New York has followed in California’s footsteps with the introduction of the Climate Corporate Data Accountability Act (CCDAA), S9072A. On February 10, 2026, the New York Senate passed the bill (an updated version of S3456), and it moved on to the New York Assembly Codes Committee. A companion bill, A4282, has been introduced in the Assembly.
The Climate Corporate Data Accountability Act would require large businesses operating in New York to publicly disclose their greenhouse gas (GHG) emissions, including scopes 1, 2, and 3. To enhance reliability and credibility, it also mandates third-party assurance over emissions data. If enacted, the CCDAA will set a new standard for emissions accountability on the East Coast.
The bill applies to public and private businesses formed under the laws of the United States, any state, or the District of Columbia, with more than $1B USD in total annual revenue, that conduct business in New York. Like California’s SB 253, the CCDAA aims to standardize corporate emissions reporting, increase transparency, and drive meaningful climate action.
What Happened: New York’s Push for Climate Transparency
The CCDAA was originally introduced in January 2025 by Senator Hoylman-Sigal as S3456. The legislation seeks to establish a centralized emissions reporting system in New York. It mandates that businesses disclose their full carbon inventories, including scope 3 emissions, which often account for the majority of a company’s carbon footprint.
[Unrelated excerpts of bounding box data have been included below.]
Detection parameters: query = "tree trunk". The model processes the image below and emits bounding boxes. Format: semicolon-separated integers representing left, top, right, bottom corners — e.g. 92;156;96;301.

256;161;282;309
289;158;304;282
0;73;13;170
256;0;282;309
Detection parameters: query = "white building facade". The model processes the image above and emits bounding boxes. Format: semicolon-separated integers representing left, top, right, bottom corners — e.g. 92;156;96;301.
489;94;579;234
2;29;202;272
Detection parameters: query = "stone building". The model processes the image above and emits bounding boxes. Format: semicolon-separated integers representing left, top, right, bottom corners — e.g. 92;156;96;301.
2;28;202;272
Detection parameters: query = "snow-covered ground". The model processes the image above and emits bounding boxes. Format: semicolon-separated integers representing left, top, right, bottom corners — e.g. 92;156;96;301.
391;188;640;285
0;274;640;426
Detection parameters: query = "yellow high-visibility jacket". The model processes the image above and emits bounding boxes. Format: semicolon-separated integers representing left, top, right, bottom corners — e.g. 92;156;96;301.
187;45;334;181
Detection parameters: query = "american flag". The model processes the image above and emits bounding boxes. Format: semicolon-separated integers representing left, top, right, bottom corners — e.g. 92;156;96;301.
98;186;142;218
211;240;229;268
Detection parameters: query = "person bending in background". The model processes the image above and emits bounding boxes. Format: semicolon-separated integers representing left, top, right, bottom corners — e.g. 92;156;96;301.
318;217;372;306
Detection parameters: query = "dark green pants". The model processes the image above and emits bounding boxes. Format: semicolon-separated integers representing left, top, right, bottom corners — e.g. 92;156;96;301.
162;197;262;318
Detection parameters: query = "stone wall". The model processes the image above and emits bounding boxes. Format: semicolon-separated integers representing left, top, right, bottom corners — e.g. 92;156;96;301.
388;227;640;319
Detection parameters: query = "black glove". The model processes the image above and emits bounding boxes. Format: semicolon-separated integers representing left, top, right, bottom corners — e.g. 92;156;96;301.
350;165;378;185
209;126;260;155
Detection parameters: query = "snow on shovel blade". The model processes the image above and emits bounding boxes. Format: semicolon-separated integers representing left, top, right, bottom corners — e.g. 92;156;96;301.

Key components of the policy include:
- Mandatory greenhouse gas emissions disclosure for businesses with over $1B USD in revenue.
- Third-party assurance requirements for reported emissions.
- A public emissions reporting platform where companies’ disclosures will be easily accessible.
- A penalty structure for non-compliance, with fines of up to $100,000 USD per day and reaching up to $500,000 USD per reporting year.
- The creation of the Climate Accountability and Emissions Disclosure Fund, which will be financed by annual company fees to support the administration and enforcement of the law.
The New York Department of Environmental Conservation (NYDEC) would oversee the law’s implementation and manage the newly established Climate Accountability and Emissions Disclosure Fund to support enforcement.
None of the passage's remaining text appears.